The Silo Effect: The Peril of Expertise and the Promise of Breaking Down Barriers Audiobook (Free) | AudioBooksLoft

The Silo Effect: The Peril of Expertise and the Promise of Breaking Down Barriers Audiobook (Free)

Summary:

Award-winning journalist Gillian Tett “applies her anthropologist’s zoom lens to the problem of why so many organizations still have problems with a failure to communicate. It’s a serious idea, richly analyzed” (The Wall Street Journal), about how exactly our tendency to produce useful departments-silos-hinders our function.

The Silo Effect asks a simple question: why do humans employed in modern institutions collectively act with techniques that sometimes seem stupid? Why perform normally smart people fail to find risks and about The Silo Effect: The Peril of Knowledge and the Promise of WEARING DOWN Barriers possibilities that later appear blindingly apparent? Why, as Daniel Kahnemann, the psychologist put it, are we occasionally so “blind to your own blindness”?

Gillian Tett, “a first-rate journalist and a good storyteller” (THE BRAND NEW York Occasions), answers these questions by plumbing her background as an anthropologist and her experience reporting for the financial crisis in 2008. In The Silo Effect, she shares eight different stories of the silo symptoms, spanning Bloomberg’s City Hall in NY, the Bank of England in London, Cleveland Medical center medical center in Ohio, UBS lender in Switzerland, Facebook in San Francisco, Sony in Tokyo, the BlueMountain hedge finance, and the Chicago law enforcement. A few of these narratives illustrate how foolishly people can behave when they are learned by silos. Others, however, show how organizations and people can grasp their silos rather.

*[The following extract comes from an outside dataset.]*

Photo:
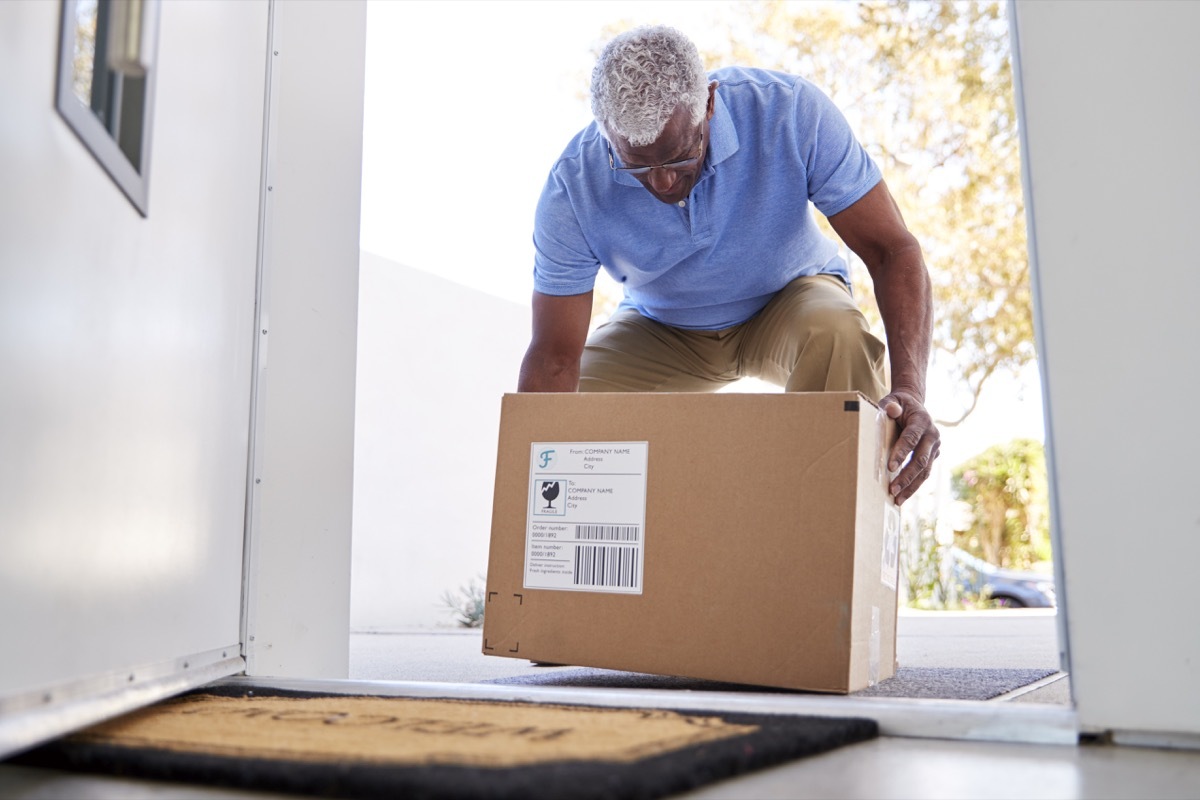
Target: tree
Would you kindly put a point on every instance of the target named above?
(1006, 487)
(928, 88)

“Highly intelligent, enjoyable, and enlivened with a string of vivid case studies….The Silo Effect is also truly important, because Tett’s prescription for curing the pathological silo-isation of business and government is refreshingly unorthodox and, in my view, convincing” (Financial Times). That is “an enjoyable call to action for better integration within institutions” (Web publishers Weekly).